Frage an Hans Joachim Schabedoth von Ingrid S. bezüglich Finanzen
Meine Bausparkasse (Aachen-Münchener) versucht mich aus meinem 2003 abgeschlossenen Bausparvertrag heraus zuklagen. Die Bausaprsumme ist noch nicht erreicht und ich habe das "Optionsbausparen" gewählt, in der ausdrücklich für die Vermögensbildung geworben wurde.
Hierzu muss ich sagen, dass ich (Jahrgang 1955) bei dem damals abgeschlossenen Bausparvertrag in den 1970er Jahren mit geringen Zinsen und hoher Inflationsrate leben musste.
Im übrigen kann ich meine hohen Hypothekenzinsen auch nicht beliebig kündigen, weil das Zinsumfeld deutlich günstiger geworden ist ohne dass Vorfälligkeitszinsen anfallen.
Hier sollte die Politik deutlich machen, dass sie nicht nur die Interessen der Aktionäre im Blickfeld hat.
Welche Unterstützung kann ich von der Politik erwarten, ohne dass immer nur auf den Klageweg verwiesen wird. Ich besitze eine Rechtsschutzversicherung, aber es gibt viele Bausparer, die sich mangelndem Rechtsschutz nicht trauen, den Klageweg zu beschreiten.
Sehr geehrte Frau Stockmann,
vielen Dank für Ihr Schreiben, mit dem Sie ihren Unmut über das Treiben der Bausparkassen zum Ausdruck bringen.
Was Ihnen passiert ist leider kein Einzelfall, gerade in den vergangene Jahren haben Bausparkassen massenhaft gut verzinste Bausparverträge gekündigt. In den letzten Jahren sind nach Schätzungen etwa 250.000 Verträge gekündigt worden. Grund für die massenhafte Kündigung ist, wie Sie auch richtig sagen, die seit zwei Jahren andauernde Niedrigzinsphase, die das Geschäft der Bausparkassen wohl empfindlich belastet.

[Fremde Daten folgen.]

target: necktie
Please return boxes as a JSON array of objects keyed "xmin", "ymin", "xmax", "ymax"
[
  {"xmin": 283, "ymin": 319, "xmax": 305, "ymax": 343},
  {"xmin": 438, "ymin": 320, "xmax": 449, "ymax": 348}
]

Ende Februar hat der Bundesgerichtshof diese Kündigungen in einem Grundsatzurteil für rechtens erklärt. Voraussetzung für eine Kündigung ist demnach, dass der Bausparvertrag seit mindestens zehn Jahren zuteilungsreif ist, also die Mindestsparzeit eingehalten und ein Mindestguthaben eingezahlt wurde. Wird nach dieser Zeit vom Sparer kein Anspruch auf ein Baudarlehen geltend gemacht, so kann der Vertrag gekündigt werden. Die Bausparkassen hatten argumentiert und der BGH hatte dieses Argument bestätigt, dass es nicht dem Sinn und Zweck eines Bausparvertrages entspreche, ihn nach der Zuteilungsreife als reine Sparanlage weiter laufen zu lassen. Auch wenn die Bausparsumme nach noch nicht erreicht ist, dürfen Bausparkassen unter Berücksichtigung der genannten Voraussetzungen die Verträge kündigen.
Dass die Bausparkassen diese Abschlüsse ursprünglich als längerfristige Geldanlagen beworben hatten, spielte indes bei der Urteilsfindung, die sich juristisch auf das Kündigungsrecht des Darlehensnehmers (gem. § 489 BGB) konzentrierte, eine untergeordnete Rolle. Verbraucherschutzanwälte hatten gegen die Rechtmäßigkeit der Kündigungen plädiert und die Umwälzung veränderter Marktverhältnisse auf die Kunden für unrechtmäßig erklärt.
Trotz dieses Urteils hängt eine Entscheidung immer von der Betrachtung des jeweiligen Einzelfalles ab, da nicht allein die Dauer der Zuteilungsreife entscheidend ist, sondern auch weitere Umstände und Voraussetzungen. Der Weg, etwaige Kündigungen anzufechten, ist aber leider, zumal nach dem Urteilsspruch, weiterhin der Klageweg.
Ich stimme Ihrer Kritik im Übrigen zu und kann Ihnen versichern, dass wir uns ein anderes Urteil gewünscht hätten. Eines, das die Verbraucherperspektive stärker berücksichtigt. Ich bin mir aber sicher, dass das Thema uns auch im politischen Raum nochmal begegnen wird, dann werde ich mich für diese Position stark machen.